Bag of Words each instance of text in our corpus is treated as a collection of words, that is then vectorized using a Count Vectorizer using sklearn library’s feature extraction package, with n = {1-4}.

TF-IDF as a second feature option, we used the n-gram term frequency and inverse document frequency Vectors with n = {1-4},

Hyperparameter tuning with GridSearch 

We used TF-IDF as features and trained classical ML classifiers for the first set of experiments. We used GridSearch to find the best hyperparameters (C for SVM and LR and alpha for MNB for example) and feature combinations for each ML model. The entire hyperparameter search space is presented in Table 4.

Table 4 Hyper parameter search configuration.

Dataset experiment setup

Origin-based subsetting We selected the samples from VIC based on their origin, resulting in three sub-datasets, and ran experiments on each of them separately, using the standard train and test split, with 10% samples for testing and 90% for training each time.

Combined and Shuffledwith the help of the pandas library, we shuffled the entire VIC dataset and conducted experiments on it, also using the 90-10 train and test splits.

Leave-one-origin-out training and testing In addition to the experiments detailed above, we ran train and test experiments using examples from two origins for training and the third one for testing.

Ethics statement

The research presented in this manuscript involves using three different datasets, namely the ISEAR, CEASE, and Vent datasets. All ethical considerations for each dataset were addressed in each paper that initially introduced them. The dataset comprises texts of three types, social media posts, suicide notes, and psychological study questionnaire answers. The resulting dataset used in this study only contains texts and labels, with no identifying or sensitive information. The authors obtained access to the datasets through reasonable requests to each of the dataset’s authors/creators and fulfilled and followed all the compliance requests set forth by the authors. The authors also ensured that identifying and sensitive information was removed from the resulting dataset to protect the individual’s privacy. The resulting dataset is available upon reasonable request due to compliance constraints on some of the samples because of their origin.

Results and discussion

We started by running a hyperparameter search for the traditional ML models (which resulted in 478 candidate model configurations, from combining methods, hyperparameters, and features) on the VIC dataset. The resulting models were then ranked based on their overall performance, and for each method, we selected their best parameters for the subsequent tests. As shown in Table 5, for the tf-idf feature type, the best performing algorithm is MNB with an F1-score of 0.72, using alpha = 0.9, class_prior = None, and fit_prior = True. LR and SVC also have similar performances, with F1 scores of 0.68 and 0.67, respectively. The best-performing RF and DT have F1 scores of 0.67 and 0.65, respectively.

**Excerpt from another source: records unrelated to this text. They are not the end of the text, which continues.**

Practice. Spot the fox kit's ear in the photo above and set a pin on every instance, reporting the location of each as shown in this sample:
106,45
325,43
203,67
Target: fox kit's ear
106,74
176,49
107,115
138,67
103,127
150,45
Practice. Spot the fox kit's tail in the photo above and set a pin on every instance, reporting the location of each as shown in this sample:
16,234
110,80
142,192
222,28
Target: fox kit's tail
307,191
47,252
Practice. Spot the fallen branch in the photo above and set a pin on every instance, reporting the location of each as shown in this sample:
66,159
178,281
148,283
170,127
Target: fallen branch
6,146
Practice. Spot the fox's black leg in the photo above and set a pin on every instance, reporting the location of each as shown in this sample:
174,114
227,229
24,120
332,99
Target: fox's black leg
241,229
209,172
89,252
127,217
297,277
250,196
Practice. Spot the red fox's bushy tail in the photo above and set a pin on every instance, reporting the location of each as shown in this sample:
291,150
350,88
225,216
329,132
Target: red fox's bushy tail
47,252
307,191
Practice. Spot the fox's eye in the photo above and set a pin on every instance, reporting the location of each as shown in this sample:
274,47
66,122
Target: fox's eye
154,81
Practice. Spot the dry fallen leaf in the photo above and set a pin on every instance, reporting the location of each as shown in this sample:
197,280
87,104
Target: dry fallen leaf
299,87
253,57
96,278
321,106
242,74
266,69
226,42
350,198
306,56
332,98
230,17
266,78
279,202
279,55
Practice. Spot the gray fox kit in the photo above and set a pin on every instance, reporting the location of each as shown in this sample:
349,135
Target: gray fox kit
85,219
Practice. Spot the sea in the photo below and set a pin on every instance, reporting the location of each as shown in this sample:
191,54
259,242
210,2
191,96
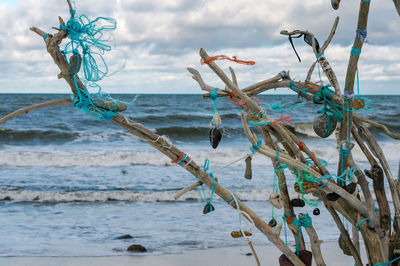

For the Bow feature type, MNB also has the highest F1-score of 0.72, using alpha = 0.7, class_prior = None, and fit_prior = True. LR has an F1-score of 0.69, while SVC has an F1-score of 0.67. The best-performing RF and DT have F1 scores of 0.67 and 0.66, respectively. The best-performing GB has an F1-score of 0.63, using n_estimators = 32 and lr = 1.

Table 5 shows the hyperparameter results for different machine learning algorithms and feature types. The evaluation metric used is F1-score, and the hyperparameters selected by the tuning process are listed as well.

Table 5 Hyperparameter search results for different machine learning algorithms and feature types using F1-score as the evaluation metric.

Experiments on VIC dataset

Based on the Hyperparameter search results detailed in Table 5, we again trained and tested twelve (12) classical ML classifiers with their best-performing hyperparameters, using a K-Fold cross-validation strategy, with k = 5, thus training on 80% of the data and testing on the remainder 20%, on each fold. Multinomial Naive Bayes achieved the best performance, 72% F-Score when trained using tf-idf vectors as features and 71% with BoW feature vectors, as expected, as per the result of our hyperparameter tuning. Additionally, we ran tests using neural network classifiers, a CNN and BiLSTM as described in the previous section, equally trained and tested with the same K-Fold strategy as our classical ML models. Our CNN model achieved an F1-Score of 68%, 4% less than our best-performing MNB, which can be attributed to the fact that the proposed NN models were not subject to any fine-tuning. Regardless of the feature used, RF models had the worse performance amongst all the classifiers we experimented on, with an F1-Score of 52% overall. In general, tf-idf feature vectors gave better results for all methods when compared with BoW which is in line with the findings of previous research, with the only exception being the RF classifier and the detailed results are depicted in Table 6.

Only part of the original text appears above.